In March 2009, the Bangladeshi government blocked YouTube from its population after a politically sensitive video was posted online. At the time, the fragile democracy was in crisis after a mutiny by scores of national border guards that left 54 officers and 20 civillians killed, with many of the officers' wives being subjected to serious sexual assaults.
Ostensibly the rebellion by the lower ranking soldiers in February that year was over pay and conditions, but there was an element of frustration that border guard officers were promoted from the rank of the mainstream army, and there was little opportunity for promotion for rank and file border guard soldiers. After the oficers announced that they were refusing to negotiate, a bloody and viscious mutiny began that saw the sytematic targeting of officers and their families.
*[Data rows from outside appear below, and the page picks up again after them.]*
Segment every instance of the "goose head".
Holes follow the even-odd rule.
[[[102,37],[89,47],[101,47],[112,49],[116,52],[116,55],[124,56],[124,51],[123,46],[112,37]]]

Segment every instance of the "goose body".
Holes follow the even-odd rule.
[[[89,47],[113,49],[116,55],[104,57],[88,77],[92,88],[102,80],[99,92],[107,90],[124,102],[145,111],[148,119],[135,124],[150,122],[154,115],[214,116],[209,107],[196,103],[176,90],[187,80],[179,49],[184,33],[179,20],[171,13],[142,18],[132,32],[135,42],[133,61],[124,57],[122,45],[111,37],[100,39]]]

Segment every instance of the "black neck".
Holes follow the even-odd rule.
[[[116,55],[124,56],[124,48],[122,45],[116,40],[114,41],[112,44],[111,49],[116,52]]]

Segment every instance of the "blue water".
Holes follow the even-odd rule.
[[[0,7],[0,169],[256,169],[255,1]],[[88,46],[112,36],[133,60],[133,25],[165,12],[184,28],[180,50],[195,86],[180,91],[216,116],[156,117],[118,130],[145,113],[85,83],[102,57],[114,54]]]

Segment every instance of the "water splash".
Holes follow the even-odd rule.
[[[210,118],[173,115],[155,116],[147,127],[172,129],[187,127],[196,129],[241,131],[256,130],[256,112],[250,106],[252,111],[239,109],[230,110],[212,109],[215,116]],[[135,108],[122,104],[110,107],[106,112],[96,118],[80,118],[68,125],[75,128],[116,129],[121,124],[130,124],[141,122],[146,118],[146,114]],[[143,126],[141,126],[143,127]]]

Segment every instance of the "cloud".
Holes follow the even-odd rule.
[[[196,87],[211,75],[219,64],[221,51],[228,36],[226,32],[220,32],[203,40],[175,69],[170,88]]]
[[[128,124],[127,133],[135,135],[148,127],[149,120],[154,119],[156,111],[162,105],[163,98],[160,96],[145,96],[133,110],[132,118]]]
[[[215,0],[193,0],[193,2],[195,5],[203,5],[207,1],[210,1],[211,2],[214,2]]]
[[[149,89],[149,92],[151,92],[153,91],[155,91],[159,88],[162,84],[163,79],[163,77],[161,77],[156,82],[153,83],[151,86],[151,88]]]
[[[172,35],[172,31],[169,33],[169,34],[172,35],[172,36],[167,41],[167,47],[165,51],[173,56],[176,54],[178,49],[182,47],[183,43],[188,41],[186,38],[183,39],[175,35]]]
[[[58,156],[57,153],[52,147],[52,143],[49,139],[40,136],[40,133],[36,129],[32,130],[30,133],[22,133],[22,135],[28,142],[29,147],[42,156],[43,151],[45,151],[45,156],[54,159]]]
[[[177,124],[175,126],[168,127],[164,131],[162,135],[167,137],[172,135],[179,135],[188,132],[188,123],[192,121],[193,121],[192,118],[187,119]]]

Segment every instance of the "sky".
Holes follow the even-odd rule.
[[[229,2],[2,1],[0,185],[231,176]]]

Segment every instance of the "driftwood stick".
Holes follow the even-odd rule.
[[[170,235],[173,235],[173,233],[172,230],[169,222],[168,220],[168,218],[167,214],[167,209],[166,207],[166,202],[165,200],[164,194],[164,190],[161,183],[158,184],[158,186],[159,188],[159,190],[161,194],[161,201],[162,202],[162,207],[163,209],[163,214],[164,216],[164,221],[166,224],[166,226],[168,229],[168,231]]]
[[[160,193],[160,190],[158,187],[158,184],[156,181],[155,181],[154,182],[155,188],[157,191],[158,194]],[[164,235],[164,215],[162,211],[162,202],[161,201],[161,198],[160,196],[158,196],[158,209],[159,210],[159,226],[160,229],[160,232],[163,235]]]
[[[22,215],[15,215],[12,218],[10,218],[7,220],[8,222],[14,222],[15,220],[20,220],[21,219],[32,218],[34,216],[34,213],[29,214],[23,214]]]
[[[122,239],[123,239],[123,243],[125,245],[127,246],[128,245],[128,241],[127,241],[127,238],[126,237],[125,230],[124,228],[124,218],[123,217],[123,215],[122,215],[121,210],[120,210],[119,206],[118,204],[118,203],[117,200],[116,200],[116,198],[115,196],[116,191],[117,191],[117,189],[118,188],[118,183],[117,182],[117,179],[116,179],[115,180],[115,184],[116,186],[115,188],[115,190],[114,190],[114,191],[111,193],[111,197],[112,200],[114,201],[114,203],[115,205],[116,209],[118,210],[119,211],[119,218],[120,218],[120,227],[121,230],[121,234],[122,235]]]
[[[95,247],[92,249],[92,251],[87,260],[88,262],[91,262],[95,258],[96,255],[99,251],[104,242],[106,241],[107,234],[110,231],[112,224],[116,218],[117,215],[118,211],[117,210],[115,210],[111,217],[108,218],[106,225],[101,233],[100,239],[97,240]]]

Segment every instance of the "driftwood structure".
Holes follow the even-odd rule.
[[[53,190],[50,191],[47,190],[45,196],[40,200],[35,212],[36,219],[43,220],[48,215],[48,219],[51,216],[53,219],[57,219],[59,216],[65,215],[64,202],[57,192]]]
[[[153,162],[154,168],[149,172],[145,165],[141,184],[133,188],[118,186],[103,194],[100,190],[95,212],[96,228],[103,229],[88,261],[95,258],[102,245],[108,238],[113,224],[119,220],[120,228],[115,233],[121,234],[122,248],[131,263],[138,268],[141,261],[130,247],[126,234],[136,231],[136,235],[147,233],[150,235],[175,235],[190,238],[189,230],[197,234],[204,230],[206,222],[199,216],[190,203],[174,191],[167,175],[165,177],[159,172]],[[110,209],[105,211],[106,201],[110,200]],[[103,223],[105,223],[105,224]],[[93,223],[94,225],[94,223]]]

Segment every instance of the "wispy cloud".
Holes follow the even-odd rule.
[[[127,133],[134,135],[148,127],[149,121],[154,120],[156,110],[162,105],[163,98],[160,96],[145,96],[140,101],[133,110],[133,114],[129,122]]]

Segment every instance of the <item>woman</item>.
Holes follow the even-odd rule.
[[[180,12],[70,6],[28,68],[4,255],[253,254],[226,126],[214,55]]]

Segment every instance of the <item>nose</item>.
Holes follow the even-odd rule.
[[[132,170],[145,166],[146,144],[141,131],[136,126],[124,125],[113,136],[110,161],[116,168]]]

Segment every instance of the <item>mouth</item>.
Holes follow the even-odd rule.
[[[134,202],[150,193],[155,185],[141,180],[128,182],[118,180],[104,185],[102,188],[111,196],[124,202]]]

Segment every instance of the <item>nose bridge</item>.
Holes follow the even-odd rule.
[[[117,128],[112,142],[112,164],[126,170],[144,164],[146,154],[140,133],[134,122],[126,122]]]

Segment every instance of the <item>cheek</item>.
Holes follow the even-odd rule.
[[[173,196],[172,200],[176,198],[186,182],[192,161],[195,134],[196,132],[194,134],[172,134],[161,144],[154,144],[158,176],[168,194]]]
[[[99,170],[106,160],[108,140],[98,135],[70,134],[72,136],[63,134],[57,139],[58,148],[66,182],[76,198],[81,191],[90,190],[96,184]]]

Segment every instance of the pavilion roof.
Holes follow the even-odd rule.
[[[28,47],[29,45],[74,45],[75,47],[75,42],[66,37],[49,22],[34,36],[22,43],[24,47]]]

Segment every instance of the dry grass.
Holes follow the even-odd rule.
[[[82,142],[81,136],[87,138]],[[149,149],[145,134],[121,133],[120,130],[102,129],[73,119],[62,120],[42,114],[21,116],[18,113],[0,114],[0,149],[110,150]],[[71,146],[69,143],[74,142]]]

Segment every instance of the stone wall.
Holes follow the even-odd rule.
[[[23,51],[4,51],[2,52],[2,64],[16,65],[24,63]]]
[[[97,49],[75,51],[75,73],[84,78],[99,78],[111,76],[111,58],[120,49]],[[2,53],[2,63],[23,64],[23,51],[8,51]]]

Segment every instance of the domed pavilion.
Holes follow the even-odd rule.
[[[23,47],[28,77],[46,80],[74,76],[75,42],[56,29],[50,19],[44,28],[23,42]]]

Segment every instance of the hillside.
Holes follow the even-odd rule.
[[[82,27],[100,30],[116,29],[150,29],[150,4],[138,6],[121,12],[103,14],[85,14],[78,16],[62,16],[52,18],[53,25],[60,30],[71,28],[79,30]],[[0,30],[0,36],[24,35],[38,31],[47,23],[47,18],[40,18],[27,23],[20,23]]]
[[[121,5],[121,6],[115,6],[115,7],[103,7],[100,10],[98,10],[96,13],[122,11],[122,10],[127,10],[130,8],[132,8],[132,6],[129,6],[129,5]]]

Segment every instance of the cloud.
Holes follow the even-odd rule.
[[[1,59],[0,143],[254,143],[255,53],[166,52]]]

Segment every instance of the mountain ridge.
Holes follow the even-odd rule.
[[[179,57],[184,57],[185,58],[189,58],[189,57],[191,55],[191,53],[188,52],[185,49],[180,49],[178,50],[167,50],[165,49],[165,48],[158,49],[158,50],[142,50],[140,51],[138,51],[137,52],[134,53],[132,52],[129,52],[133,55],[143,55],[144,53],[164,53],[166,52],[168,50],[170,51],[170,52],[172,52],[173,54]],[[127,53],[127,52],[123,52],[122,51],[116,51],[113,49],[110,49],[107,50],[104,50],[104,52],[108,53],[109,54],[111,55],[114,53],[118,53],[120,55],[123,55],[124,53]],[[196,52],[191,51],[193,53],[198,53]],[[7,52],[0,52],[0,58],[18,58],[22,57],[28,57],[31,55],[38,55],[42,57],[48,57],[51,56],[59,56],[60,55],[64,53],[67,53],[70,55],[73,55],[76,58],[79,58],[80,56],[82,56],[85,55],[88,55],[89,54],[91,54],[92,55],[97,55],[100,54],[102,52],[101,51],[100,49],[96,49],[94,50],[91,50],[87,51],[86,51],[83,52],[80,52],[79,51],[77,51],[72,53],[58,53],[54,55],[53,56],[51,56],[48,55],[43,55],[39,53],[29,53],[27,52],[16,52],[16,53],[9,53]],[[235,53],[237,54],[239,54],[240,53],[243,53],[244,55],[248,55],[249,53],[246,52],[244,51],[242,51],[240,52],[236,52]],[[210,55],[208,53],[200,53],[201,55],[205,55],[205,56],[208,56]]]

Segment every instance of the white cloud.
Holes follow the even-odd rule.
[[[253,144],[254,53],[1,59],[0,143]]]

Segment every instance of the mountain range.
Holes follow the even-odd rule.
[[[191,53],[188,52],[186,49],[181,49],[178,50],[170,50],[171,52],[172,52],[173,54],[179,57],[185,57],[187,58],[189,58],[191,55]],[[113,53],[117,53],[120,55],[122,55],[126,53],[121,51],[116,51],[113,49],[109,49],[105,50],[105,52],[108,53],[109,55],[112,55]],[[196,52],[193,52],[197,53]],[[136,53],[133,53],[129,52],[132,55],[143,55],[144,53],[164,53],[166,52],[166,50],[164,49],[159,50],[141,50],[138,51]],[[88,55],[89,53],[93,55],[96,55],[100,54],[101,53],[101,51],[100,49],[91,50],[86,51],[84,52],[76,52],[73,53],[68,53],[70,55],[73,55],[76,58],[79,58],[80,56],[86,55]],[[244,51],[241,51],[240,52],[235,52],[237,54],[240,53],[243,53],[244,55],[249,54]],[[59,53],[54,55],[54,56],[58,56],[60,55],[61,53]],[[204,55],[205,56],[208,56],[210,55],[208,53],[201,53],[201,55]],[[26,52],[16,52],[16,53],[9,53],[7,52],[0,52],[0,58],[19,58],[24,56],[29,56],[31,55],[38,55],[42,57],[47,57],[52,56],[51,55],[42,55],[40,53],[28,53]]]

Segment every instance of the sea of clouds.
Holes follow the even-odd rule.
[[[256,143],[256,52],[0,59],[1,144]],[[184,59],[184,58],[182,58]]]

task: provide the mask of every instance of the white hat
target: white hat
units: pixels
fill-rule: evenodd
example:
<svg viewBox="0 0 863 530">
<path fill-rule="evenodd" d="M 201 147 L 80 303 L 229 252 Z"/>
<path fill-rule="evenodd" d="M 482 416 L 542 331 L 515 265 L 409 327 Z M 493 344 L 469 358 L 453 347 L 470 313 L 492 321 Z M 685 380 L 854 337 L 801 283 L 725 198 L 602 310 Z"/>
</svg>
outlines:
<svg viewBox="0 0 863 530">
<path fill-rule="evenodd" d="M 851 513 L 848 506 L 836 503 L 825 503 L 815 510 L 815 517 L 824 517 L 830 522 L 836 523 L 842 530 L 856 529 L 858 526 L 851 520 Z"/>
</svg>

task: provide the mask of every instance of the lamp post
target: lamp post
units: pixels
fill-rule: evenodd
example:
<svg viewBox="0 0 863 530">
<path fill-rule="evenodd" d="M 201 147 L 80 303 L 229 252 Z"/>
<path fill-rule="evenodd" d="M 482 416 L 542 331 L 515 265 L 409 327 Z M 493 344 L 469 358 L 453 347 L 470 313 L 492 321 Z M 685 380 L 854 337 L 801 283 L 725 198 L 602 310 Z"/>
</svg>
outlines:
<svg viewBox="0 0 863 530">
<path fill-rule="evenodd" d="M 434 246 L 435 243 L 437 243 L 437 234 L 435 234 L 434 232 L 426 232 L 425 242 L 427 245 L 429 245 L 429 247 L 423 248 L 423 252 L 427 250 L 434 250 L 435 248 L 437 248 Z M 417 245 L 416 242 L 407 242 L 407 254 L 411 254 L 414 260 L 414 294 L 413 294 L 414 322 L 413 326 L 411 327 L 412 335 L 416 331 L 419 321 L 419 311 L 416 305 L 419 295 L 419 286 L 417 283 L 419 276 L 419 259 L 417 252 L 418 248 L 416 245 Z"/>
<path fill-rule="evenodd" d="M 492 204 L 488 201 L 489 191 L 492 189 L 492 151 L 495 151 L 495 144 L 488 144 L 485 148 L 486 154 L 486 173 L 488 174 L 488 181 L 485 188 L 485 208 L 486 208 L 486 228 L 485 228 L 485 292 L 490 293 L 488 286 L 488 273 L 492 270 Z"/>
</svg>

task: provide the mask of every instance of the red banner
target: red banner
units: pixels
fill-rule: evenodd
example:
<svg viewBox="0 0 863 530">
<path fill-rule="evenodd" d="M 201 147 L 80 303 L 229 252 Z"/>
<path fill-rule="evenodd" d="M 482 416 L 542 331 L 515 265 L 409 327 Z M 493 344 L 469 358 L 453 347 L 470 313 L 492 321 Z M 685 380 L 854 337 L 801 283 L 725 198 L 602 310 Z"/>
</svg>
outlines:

The two day rebellion was only ended after the prime minister offered to negotiate with the mutineers but at the same time warning that she would use any means necessary to take back the military base if the soldiers didn't surrender.
After the soldiers had surrendered, the full extent of the carnage became clear and army officers passions were high. The video that started the ban featured the Bangladeshi prime minister discussing her offer to nogotiate with murderers and worse still many officers believed that the delay caused by the negotiations led to the death of more of their colleagues and their wives.
In the YouTube video, soldiers are heard vehemently remonstrating with Sheikh Hasina and at times jeering and shouting so loudly, she could not make herself heard.
As soon as an extract of the meeting was posted on YouTube, the Bangladesh Telecommunications Regulatory commision decided that the only way that they could block access to the inflammatory video was to place an indefinite blanket ban on YouTube, announcing thatr it was doing so in "the public interest".
Too often, when a government says it is acting to censor in the national interest its actions are usually self-serving. However, the ban should be taken in context. The military in Bangladesh consider themselves to be an inportant part of the political process, and in previous years have stepped in to take over the government in numerous coups. Sheikh Hasina herself has also faced assasination attempts in the past, arrest on bogus charges and was only narrowly elected to the post of prime minister.
Sheikh Hasina's fragile democratically elected government was only 2 months old, but a national address during the coup sent an important message to the military, and the world at large, that she was in control of the negotiations, and not the military. It's Tubeoxy's view that the ban, whilst being undesirable, was probably understandable in the circumstances.